President Higgins said the castle’s restoration, which cost E1.6m, can be shared and enjoyed by people from all over the world.
Referring to the castle’s development in the 13th century by Baron Butler, he said it had laid the foundation for the development of Nenagh and now became part of a “close knit cultural hub, proudly taking its place alongside Nenagh Arts Centre, Nenagh Courthouse, Nenagh Gaol and some of the town’s beautiful churches”.
The President said all of these provided the critical mass that allowed Nenagh to become a significant tourist attraction.
“This restoration and rejuvenation of a prized historical building is something that connects you all with your past and with each other. It is something in which you can take collective pride and something which will provide an authentic link between contemporary Nenagh and its rich and varied past,” he said.
The President went on to refer how old buildings and historic spaces such as Nenagh Castle tell us a great deal about our antecedents, about where we came from and about how our society evolved.
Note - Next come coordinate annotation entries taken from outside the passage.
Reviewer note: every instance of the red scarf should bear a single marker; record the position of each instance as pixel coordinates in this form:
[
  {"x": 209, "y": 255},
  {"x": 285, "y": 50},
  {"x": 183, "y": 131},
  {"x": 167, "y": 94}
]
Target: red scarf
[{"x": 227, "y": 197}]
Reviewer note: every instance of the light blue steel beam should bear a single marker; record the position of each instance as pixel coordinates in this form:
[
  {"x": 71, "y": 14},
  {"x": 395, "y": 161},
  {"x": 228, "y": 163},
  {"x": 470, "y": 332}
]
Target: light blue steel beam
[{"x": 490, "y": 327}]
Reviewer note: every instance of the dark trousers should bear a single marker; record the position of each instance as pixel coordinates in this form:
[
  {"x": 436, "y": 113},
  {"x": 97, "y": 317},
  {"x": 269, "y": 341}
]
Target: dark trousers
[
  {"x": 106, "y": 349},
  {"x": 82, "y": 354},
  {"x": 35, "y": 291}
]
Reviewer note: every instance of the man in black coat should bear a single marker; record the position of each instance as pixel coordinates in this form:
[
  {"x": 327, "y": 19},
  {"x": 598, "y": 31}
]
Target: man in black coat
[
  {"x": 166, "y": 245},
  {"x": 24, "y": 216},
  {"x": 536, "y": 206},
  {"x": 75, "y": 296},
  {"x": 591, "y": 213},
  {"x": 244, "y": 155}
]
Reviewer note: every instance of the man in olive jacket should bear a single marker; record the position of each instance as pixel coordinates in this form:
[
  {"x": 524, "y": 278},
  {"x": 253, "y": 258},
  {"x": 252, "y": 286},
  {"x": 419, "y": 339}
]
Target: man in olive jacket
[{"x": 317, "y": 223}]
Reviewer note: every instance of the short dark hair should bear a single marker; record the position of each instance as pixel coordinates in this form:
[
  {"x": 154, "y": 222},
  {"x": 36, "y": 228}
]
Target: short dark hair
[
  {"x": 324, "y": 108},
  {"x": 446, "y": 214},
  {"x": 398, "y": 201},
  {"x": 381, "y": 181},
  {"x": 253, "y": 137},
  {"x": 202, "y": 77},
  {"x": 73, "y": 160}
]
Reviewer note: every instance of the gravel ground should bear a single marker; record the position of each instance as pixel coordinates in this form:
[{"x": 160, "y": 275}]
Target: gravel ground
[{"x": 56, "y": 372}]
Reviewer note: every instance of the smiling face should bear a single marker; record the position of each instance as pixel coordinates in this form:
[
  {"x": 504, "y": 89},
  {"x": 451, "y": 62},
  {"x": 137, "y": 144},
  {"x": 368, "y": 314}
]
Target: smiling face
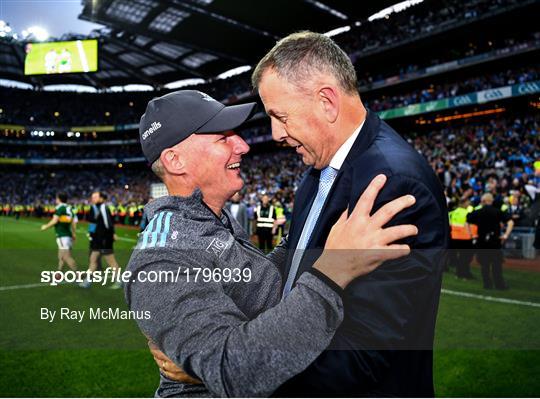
[
  {"x": 297, "y": 118},
  {"x": 212, "y": 163}
]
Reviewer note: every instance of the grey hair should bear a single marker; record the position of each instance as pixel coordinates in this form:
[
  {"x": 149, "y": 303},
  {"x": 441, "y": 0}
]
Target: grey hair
[{"x": 297, "y": 56}]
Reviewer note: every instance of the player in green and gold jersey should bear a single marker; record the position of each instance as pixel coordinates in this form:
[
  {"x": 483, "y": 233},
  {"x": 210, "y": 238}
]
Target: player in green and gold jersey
[{"x": 64, "y": 222}]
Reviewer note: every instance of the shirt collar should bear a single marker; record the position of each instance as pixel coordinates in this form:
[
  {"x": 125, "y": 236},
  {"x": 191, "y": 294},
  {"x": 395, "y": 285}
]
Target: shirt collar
[{"x": 339, "y": 157}]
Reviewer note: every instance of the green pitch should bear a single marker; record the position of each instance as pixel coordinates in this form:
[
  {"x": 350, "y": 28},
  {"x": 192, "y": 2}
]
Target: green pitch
[
  {"x": 61, "y": 57},
  {"x": 484, "y": 348}
]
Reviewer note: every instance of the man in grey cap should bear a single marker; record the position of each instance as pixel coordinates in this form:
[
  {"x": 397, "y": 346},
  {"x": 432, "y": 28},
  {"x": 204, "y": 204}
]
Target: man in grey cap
[{"x": 219, "y": 316}]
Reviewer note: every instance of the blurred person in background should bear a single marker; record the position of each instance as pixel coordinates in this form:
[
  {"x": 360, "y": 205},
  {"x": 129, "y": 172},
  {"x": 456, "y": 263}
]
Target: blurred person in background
[
  {"x": 490, "y": 241},
  {"x": 102, "y": 237},
  {"x": 65, "y": 228}
]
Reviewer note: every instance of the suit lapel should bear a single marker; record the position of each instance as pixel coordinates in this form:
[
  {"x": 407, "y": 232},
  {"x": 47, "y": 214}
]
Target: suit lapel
[{"x": 336, "y": 201}]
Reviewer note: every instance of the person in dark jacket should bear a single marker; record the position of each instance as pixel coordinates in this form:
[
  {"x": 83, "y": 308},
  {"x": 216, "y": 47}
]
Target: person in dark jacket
[
  {"x": 489, "y": 219},
  {"x": 308, "y": 86},
  {"x": 234, "y": 334},
  {"x": 101, "y": 236},
  {"x": 384, "y": 347}
]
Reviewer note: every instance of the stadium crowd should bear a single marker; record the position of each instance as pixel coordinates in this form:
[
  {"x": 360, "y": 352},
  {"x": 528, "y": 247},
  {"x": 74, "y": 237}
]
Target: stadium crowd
[
  {"x": 492, "y": 156},
  {"x": 445, "y": 90},
  {"x": 126, "y": 108}
]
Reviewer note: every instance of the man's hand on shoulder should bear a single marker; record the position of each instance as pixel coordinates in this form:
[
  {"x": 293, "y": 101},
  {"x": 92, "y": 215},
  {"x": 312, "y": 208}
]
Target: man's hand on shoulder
[{"x": 168, "y": 368}]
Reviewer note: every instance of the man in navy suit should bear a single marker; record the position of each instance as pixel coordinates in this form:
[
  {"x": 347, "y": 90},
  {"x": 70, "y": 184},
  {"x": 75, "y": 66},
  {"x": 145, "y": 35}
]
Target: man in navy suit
[{"x": 384, "y": 347}]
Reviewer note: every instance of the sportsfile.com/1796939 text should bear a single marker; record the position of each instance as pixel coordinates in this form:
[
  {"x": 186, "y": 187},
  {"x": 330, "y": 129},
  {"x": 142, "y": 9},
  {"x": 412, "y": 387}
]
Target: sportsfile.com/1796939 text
[{"x": 109, "y": 275}]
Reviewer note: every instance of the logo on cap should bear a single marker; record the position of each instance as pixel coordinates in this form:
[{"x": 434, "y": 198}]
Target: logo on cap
[
  {"x": 155, "y": 126},
  {"x": 205, "y": 96}
]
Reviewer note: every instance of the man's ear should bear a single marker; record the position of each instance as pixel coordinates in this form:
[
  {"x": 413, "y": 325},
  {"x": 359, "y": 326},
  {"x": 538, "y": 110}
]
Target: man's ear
[
  {"x": 329, "y": 101},
  {"x": 173, "y": 162}
]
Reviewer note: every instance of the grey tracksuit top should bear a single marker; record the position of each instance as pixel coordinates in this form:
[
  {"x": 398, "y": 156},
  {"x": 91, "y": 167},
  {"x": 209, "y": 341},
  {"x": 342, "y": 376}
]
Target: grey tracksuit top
[{"x": 237, "y": 337}]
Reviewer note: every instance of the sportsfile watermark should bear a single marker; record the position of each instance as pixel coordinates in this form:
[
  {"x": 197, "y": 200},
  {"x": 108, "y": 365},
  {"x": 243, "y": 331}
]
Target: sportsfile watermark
[{"x": 185, "y": 274}]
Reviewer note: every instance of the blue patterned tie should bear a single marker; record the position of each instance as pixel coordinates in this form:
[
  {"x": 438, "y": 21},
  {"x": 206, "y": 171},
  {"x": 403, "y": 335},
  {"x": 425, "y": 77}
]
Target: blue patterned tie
[{"x": 328, "y": 176}]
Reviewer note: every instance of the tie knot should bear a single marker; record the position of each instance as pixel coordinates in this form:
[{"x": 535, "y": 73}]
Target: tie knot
[{"x": 327, "y": 174}]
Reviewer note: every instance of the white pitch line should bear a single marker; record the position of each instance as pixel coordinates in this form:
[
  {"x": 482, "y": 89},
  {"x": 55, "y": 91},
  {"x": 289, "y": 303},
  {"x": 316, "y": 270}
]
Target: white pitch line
[
  {"x": 18, "y": 287},
  {"x": 79, "y": 229},
  {"x": 490, "y": 298}
]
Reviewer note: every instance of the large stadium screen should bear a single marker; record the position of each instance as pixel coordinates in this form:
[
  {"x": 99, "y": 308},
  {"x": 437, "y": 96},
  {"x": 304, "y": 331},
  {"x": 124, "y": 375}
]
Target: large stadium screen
[{"x": 61, "y": 57}]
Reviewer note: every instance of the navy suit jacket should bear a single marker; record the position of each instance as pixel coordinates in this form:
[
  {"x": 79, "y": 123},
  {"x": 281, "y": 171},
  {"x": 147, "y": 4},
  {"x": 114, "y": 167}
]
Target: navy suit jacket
[{"x": 384, "y": 345}]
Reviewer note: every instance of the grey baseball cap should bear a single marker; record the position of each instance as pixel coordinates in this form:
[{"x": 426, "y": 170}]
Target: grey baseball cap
[{"x": 174, "y": 117}]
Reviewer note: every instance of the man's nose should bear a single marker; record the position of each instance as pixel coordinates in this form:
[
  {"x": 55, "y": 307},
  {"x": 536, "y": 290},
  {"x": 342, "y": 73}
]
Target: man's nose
[
  {"x": 278, "y": 132},
  {"x": 240, "y": 146}
]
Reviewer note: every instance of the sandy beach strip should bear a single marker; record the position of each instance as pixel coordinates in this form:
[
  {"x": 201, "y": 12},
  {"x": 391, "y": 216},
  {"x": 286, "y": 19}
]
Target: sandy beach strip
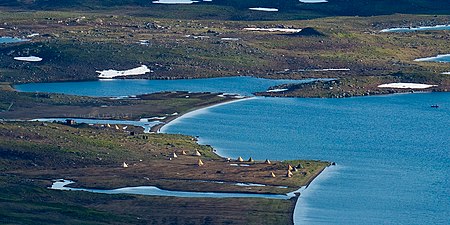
[
  {"x": 406, "y": 85},
  {"x": 161, "y": 128}
]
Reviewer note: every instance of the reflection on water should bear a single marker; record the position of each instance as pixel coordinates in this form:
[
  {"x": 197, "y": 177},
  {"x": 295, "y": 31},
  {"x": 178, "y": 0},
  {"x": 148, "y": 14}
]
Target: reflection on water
[{"x": 392, "y": 152}]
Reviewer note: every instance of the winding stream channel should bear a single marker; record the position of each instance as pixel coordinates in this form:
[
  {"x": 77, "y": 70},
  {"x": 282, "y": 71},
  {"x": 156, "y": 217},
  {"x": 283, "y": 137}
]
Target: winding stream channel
[{"x": 392, "y": 152}]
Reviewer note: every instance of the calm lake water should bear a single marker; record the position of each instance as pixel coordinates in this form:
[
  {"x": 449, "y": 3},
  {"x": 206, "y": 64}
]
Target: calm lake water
[
  {"x": 11, "y": 40},
  {"x": 393, "y": 152},
  {"x": 117, "y": 87},
  {"x": 154, "y": 191}
]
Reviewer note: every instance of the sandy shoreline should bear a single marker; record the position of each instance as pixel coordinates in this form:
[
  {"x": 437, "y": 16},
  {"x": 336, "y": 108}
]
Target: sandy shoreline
[
  {"x": 157, "y": 128},
  {"x": 295, "y": 194}
]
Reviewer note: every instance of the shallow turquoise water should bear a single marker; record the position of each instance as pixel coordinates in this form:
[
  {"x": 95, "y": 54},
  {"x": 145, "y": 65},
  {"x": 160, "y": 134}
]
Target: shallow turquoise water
[
  {"x": 118, "y": 87},
  {"x": 393, "y": 152},
  {"x": 154, "y": 191},
  {"x": 10, "y": 40}
]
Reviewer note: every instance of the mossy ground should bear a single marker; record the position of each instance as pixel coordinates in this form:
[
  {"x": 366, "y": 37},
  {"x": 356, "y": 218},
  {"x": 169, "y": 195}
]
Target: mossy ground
[{"x": 33, "y": 153}]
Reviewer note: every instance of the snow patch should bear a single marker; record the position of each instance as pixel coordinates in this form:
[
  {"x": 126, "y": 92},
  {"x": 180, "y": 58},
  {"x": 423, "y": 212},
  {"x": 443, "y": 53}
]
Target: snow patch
[{"x": 131, "y": 72}]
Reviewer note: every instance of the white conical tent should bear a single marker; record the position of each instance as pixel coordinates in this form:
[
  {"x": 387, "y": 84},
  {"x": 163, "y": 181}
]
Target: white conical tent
[{"x": 289, "y": 174}]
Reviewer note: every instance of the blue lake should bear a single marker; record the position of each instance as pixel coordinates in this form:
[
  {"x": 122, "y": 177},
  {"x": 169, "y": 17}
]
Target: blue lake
[
  {"x": 11, "y": 40},
  {"x": 114, "y": 88},
  {"x": 392, "y": 152},
  {"x": 154, "y": 191}
]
“You may not have lived here, but it was your hands that built it,” he pointed out.
“I am deeply impressive to see the pride you share in the bringing to fruition of this project,” said President Higgins before declaring the castle open.
Earlier, Minister of State for the OPW Brian Hayes said that, from the 1990s the Department of Arts, Heritage and the Gaeltacht had been “hugely committed” to the project. “It is a fantastic site.”
He said the OPW had a responsibility to preserve and maximise the opportunities for the public to view such sites and that the restored castle will help the town and county to present themselves as a site for tourism.
Deputy Hayes said that in 1336 an important peace treaty had been signed in the castle between the O’Kennedys and the Ormonds. That treaty was presented to US President John F Kennedy when he visited Ireland in 1963 and is now in the JFK Library in Massachusetts.
The ceremony was compared by OPW chair Claire McGrath, whose own speech was not delivered because of a thunder storm and torrential rain that left the newly-planted grounds looking like a battlefield as rain washed the soil on to the gravel path.